Throughout Kindergarten, this was my babysitter's house, the place where I went every day after school to, well, exist until my mother got off work and brought me home. As I was the youngest in the babysitter's care, she would often want me to take a nap while the rest of the kids played. However, I wasn't much for sleep, so she would let me draw pictures instead.
I would pad into her kitchen, opening the narrow and oddly deep drawer next to the refrigerator, lined with the de rigueur faded shelving paper with elegant little yellow flowers - curled at the edges to expose an errant paperclip, three peppercorns, and several crumbs of indeterminant origin - rustling through until I found (in this instance) a bone-standard BIC ballpoint pen that was missing that tiny blue plug that fits the top end of the barrel.

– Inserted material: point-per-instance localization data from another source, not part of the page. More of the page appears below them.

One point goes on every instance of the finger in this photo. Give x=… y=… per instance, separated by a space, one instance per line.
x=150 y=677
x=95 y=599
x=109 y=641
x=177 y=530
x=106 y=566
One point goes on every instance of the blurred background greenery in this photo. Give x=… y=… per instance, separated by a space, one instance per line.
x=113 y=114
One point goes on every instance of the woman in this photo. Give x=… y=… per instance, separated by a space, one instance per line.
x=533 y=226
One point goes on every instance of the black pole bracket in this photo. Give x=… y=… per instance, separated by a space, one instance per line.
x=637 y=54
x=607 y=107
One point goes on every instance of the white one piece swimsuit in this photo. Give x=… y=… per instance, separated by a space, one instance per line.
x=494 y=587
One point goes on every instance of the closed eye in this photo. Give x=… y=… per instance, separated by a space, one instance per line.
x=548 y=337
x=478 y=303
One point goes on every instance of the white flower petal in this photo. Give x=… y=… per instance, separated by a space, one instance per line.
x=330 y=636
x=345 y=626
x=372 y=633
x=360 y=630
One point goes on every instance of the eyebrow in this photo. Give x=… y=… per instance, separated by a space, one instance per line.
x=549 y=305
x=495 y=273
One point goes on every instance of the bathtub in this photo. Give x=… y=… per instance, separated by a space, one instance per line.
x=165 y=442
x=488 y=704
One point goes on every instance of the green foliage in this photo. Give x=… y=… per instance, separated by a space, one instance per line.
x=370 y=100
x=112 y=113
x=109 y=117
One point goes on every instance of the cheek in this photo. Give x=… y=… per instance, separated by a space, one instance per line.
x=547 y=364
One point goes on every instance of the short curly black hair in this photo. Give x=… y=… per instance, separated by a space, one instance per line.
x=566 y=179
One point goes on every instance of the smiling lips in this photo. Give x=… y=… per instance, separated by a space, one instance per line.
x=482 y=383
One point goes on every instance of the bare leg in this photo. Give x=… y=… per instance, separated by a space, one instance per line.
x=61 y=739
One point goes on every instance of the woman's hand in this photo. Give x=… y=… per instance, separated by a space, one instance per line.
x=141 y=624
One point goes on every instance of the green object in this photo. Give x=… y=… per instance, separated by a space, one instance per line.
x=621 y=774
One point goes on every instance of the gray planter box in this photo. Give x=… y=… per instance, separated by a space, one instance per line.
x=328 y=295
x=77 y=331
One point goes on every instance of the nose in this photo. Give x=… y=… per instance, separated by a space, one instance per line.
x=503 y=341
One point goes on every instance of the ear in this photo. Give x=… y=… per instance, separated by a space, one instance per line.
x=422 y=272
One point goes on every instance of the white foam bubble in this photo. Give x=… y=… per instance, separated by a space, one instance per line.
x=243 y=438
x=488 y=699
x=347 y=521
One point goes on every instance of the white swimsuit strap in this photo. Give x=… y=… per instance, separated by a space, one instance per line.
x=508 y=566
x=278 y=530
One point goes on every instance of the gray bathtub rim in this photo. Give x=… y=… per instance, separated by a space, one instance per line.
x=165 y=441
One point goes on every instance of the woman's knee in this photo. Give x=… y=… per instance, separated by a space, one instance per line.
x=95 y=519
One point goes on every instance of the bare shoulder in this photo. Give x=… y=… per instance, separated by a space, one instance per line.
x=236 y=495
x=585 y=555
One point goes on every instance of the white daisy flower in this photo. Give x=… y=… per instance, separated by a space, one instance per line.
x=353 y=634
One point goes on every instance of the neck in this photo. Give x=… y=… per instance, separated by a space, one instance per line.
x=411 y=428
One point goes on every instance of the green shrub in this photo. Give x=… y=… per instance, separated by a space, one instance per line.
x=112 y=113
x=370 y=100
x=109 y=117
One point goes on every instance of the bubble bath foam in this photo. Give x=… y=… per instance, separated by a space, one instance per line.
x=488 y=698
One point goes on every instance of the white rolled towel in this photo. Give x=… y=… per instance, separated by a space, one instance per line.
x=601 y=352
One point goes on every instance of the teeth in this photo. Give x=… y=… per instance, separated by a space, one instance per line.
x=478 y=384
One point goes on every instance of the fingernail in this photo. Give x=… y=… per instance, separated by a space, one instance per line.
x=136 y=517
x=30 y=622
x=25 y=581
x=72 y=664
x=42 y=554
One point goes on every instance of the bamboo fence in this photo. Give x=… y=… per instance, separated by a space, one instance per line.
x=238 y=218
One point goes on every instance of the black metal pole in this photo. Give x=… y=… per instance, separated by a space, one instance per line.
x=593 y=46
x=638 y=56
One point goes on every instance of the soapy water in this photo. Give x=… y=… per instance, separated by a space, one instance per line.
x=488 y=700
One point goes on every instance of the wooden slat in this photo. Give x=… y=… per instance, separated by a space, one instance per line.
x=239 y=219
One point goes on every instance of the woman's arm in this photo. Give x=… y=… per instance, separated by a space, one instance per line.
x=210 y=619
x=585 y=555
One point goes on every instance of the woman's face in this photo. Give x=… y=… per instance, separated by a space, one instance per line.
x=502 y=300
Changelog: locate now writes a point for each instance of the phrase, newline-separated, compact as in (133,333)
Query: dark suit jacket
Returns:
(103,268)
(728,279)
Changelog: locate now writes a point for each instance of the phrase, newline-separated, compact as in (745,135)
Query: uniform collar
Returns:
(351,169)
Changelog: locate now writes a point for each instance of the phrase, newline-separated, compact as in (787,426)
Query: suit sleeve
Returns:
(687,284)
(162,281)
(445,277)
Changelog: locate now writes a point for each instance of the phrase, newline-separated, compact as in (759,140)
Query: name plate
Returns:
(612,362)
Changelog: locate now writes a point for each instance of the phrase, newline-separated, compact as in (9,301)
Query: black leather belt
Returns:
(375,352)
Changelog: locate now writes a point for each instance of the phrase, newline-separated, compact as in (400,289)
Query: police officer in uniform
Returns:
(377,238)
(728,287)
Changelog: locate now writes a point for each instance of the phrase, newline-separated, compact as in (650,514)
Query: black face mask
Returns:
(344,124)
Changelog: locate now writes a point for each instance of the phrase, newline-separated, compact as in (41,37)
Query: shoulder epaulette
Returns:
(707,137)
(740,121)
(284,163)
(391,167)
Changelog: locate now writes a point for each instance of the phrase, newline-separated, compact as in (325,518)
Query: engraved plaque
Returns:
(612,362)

Armed with the BIC pen, as well as a handful of blank papers, I would traipse up the stairs towards that extra bedroom, plopping myself on the pillows so I could look out at the street while I doodled away.
(A quick sidebar at this point. The standard BIC Crystal ballpoint pen was introduced to the world in 1950 and has since sold 100 billion units. Among other design features, it has a small hole in the body of the pen which allows the pressure inside to equalize with the ambient air, avoiding leaks from the small tube that contains the ink.)

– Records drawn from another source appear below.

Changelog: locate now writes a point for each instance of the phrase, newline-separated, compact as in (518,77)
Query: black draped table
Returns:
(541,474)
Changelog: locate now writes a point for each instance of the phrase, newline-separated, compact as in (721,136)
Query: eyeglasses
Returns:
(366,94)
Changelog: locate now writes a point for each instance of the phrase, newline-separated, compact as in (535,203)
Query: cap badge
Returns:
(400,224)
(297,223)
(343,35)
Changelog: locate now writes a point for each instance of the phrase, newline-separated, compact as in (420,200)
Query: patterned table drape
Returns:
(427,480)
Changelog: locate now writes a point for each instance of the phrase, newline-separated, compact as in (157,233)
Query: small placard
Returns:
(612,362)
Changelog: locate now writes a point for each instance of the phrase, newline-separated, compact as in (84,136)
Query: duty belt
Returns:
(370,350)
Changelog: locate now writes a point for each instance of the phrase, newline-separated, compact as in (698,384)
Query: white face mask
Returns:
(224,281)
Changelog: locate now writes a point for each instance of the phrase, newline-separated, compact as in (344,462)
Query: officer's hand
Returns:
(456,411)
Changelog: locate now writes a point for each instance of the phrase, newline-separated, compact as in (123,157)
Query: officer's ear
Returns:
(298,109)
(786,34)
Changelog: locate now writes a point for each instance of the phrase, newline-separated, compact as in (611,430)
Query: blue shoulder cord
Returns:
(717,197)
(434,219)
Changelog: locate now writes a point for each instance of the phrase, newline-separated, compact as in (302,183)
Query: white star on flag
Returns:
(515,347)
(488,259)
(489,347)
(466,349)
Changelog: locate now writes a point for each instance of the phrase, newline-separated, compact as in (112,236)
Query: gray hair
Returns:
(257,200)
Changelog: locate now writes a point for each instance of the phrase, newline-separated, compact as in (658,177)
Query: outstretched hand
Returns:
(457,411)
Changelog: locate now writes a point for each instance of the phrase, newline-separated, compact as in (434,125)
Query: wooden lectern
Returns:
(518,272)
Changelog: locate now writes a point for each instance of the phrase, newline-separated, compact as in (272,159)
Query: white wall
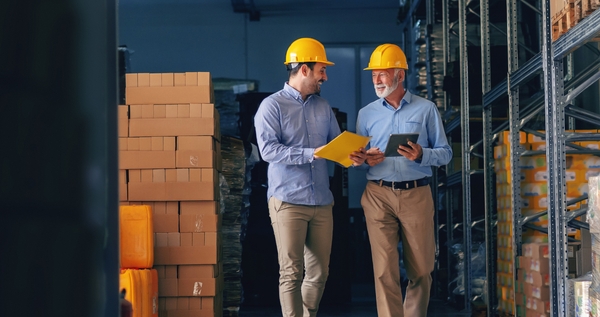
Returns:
(206,35)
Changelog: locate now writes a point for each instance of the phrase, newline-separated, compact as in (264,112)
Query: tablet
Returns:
(399,139)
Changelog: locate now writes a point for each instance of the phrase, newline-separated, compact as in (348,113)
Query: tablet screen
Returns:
(396,140)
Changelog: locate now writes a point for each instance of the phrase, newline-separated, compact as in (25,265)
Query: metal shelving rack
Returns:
(549,65)
(557,103)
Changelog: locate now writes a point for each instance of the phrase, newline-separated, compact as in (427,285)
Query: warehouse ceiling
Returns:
(256,8)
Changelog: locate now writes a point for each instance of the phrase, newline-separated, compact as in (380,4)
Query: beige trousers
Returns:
(391,215)
(303,236)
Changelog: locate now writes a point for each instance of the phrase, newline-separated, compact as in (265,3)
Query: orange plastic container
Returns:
(141,289)
(136,237)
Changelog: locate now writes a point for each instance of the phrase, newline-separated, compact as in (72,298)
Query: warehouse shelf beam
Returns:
(542,135)
(582,114)
(583,32)
(453,124)
(531,7)
(503,33)
(576,213)
(409,14)
(529,218)
(545,230)
(578,90)
(579,224)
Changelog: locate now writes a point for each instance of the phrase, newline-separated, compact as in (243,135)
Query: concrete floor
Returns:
(362,305)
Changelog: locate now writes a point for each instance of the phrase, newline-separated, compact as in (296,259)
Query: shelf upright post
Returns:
(555,155)
(488,162)
(430,9)
(448,194)
(514,126)
(466,153)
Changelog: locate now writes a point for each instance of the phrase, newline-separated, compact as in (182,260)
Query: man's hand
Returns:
(413,151)
(374,156)
(358,157)
(317,150)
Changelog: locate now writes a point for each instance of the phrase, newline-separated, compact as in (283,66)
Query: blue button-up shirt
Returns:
(414,115)
(288,130)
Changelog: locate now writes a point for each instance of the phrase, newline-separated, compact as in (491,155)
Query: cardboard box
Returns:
(196,158)
(539,292)
(175,94)
(172,191)
(166,223)
(185,255)
(199,207)
(201,142)
(123,121)
(173,127)
(194,271)
(535,250)
(199,223)
(146,159)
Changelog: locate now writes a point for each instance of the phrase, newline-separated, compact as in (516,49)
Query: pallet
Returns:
(563,20)
(583,8)
(573,12)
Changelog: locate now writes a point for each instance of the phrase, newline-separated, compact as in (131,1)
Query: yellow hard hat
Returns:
(387,56)
(306,50)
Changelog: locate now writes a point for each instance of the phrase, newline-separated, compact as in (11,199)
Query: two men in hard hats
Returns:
(397,202)
(291,125)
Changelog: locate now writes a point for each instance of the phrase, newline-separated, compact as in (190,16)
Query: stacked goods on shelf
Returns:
(578,296)
(170,160)
(532,290)
(593,218)
(565,14)
(533,183)
(234,171)
(137,277)
(505,269)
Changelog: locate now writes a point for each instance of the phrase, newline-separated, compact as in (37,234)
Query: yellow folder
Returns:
(339,149)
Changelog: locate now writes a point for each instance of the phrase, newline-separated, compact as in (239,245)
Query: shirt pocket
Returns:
(322,124)
(412,127)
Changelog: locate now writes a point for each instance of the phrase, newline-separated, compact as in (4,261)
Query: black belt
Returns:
(403,185)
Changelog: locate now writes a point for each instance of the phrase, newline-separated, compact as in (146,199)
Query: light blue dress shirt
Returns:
(288,130)
(414,115)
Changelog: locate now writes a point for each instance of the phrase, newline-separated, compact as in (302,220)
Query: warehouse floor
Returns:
(362,305)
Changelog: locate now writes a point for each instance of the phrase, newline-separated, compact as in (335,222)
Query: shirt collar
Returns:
(405,100)
(293,92)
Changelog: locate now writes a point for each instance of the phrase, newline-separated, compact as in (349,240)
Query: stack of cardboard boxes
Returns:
(169,159)
(533,173)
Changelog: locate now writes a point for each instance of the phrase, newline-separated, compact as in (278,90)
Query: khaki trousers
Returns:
(391,214)
(303,236)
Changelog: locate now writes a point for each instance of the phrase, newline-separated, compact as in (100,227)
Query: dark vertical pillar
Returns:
(58,167)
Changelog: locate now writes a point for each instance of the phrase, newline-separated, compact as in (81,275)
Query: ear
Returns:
(401,75)
(304,70)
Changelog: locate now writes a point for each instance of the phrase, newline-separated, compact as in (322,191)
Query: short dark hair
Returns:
(294,71)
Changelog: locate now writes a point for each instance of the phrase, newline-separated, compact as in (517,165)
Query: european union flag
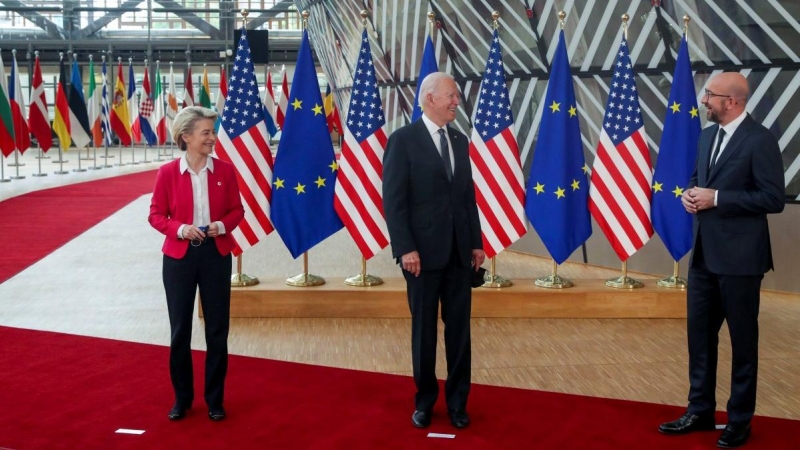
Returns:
(427,67)
(558,187)
(305,165)
(676,159)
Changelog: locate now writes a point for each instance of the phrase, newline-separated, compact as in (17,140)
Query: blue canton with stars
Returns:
(243,107)
(493,114)
(366,111)
(623,115)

As I lie there on the bed watching the older kids play in the front yard, I was trying to come up with something to draw. Eventually the top end of the barrel ended up in my mouth, as happens with little kids, and I pulled in a tiny breath thanks to that pressure hole on the barrel.
Interestingly, that little breath actually tasted like something: kind of sweet, a bit complex, and a bit like the smell of recently-drawn pictures. So I take another little sip of air, and another, and another.
Until suddenly that tiny white bit at the top of the cartridge popped out, immediately emptying the entire cartridge of syrupy, viscous blue ink into my mouth and throat. As I coughed and spat, ink ended up everywhere: the windowpane, the wall, the pillows, the bed linens, my clothes, my hands, my drawings, everywhere.
I made enough noise that the babysitter came up to see what happened, and horrified, she called poison control to see what to do. Fortunately, there was nothing to do other than wait for it to go through my system. I spent several days with a blue tongue, teeth, and (ahem) divestitures.
To this day, I have never met another person who has firsthand knowledge of the mouthfeel and flavor of an entire cartridge of BIC blue ink.